To the uninitiated, paddling seems like a young person’s sport. Most people are surprised to learn the average age of our guests is 57.

Adventures by canoe and kayak, complete with portages, open water crossings and especially whitewater, can seem best enjoyed by young bucks. I recently read an article in Rapid titled, “Paddle Til You’re Fifty”. While the mate­rial of the piece actually encouraged paddlers to continue well into their golden years, the title stuck in my craw. Not only did it imply I was past my best-before date, but most of the paddlers I know are exceptions to that watery ceiling. Am I part of a deluded co­hort, paddling my way over the edge of mortality?

I have the great fortune to offer paddling expeditions on twenty rivers across the north, from Alaska to Nunavut, all of which are life list-worthy destinations. Most people are surprised to learn the average age of our guests is 57. Of course, this means many of the clients are older than 57—the oldest was 84. In fact, Genera­tion X and Y are noticeably absent from northern waterways, on both guided and self-guided expeditions.
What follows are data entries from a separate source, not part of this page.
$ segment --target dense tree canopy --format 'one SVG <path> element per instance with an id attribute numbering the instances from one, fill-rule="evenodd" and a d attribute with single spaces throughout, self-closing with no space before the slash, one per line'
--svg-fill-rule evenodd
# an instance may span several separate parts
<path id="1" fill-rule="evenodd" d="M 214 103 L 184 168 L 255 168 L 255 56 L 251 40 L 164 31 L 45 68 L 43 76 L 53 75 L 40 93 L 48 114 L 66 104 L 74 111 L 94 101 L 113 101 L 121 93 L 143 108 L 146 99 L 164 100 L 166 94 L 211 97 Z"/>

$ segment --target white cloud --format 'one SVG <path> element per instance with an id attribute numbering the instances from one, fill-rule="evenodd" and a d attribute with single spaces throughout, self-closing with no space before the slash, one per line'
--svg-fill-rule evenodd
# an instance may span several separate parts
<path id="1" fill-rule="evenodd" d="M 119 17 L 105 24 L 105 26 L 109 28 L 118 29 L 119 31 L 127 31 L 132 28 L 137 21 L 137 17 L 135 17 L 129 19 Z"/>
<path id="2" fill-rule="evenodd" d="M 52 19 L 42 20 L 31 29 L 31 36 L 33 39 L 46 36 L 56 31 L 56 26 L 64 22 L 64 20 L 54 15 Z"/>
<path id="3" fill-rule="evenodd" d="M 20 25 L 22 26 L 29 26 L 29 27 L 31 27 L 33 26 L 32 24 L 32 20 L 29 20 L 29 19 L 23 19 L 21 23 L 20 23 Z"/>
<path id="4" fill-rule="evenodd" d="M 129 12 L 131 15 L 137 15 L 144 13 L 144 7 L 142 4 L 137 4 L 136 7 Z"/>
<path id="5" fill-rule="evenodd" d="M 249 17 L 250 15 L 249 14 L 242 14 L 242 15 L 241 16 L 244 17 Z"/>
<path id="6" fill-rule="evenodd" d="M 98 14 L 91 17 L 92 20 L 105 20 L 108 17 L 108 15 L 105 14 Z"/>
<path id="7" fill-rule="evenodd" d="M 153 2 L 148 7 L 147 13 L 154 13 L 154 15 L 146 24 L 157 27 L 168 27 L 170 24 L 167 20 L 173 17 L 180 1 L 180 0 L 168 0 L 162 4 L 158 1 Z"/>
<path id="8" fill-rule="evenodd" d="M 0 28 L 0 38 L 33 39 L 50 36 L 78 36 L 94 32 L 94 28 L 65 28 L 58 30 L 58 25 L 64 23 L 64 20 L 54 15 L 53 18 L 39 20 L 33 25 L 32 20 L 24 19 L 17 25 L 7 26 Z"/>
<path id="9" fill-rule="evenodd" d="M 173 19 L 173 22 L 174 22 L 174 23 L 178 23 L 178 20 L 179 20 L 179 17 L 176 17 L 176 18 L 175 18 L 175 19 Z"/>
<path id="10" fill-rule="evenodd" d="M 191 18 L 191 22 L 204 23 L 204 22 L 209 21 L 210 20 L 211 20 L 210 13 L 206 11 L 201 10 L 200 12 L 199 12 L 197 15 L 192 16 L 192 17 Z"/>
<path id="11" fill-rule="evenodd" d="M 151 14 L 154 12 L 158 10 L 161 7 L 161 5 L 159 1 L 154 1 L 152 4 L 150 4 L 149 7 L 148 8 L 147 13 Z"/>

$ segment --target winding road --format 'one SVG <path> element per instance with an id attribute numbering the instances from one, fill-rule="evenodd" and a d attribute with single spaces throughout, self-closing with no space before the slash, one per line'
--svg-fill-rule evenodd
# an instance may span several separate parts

Even while our own stats show that more paddlers take on big trips after they hit the 50-year milestone, these demographics fly in the face of research by the Outdoor Industry Association. The OIA’s 2013 Outdoor Participation Report shows that outdoor recreation for the average American begins a slow and steady decline starting at the age of 40. The population segment where outdoor activity is growing the fastest is in males between the ages of 13 to 17—unfor­tunately, they can’t afford northern river trips, nor the sleek refine­ments that increase the longevity of the sport for Boomers.

Indeed, Boomers and Zoomers are fully capable of enjoying the paddling world, whether in canoes, rafts or kayaks. For some, it’s not until they’re older that they feel confident in the skills required to embark on their dream destinations. Their outdoor experience, techniques and risk management abilities acquired over 50 years far make up for the bull-headed power of a 20-something.

Ultimately, economics play a big part in why there’s more grey hair on northern rivers. Being over the hill often means more disposable income, which comes with increased opportunity to travel and access to better equipment. When you factor in the skilled guides, great food and even better wine that paddling tourism offers, what’s not attractive to a golden-aged adventurous spirit.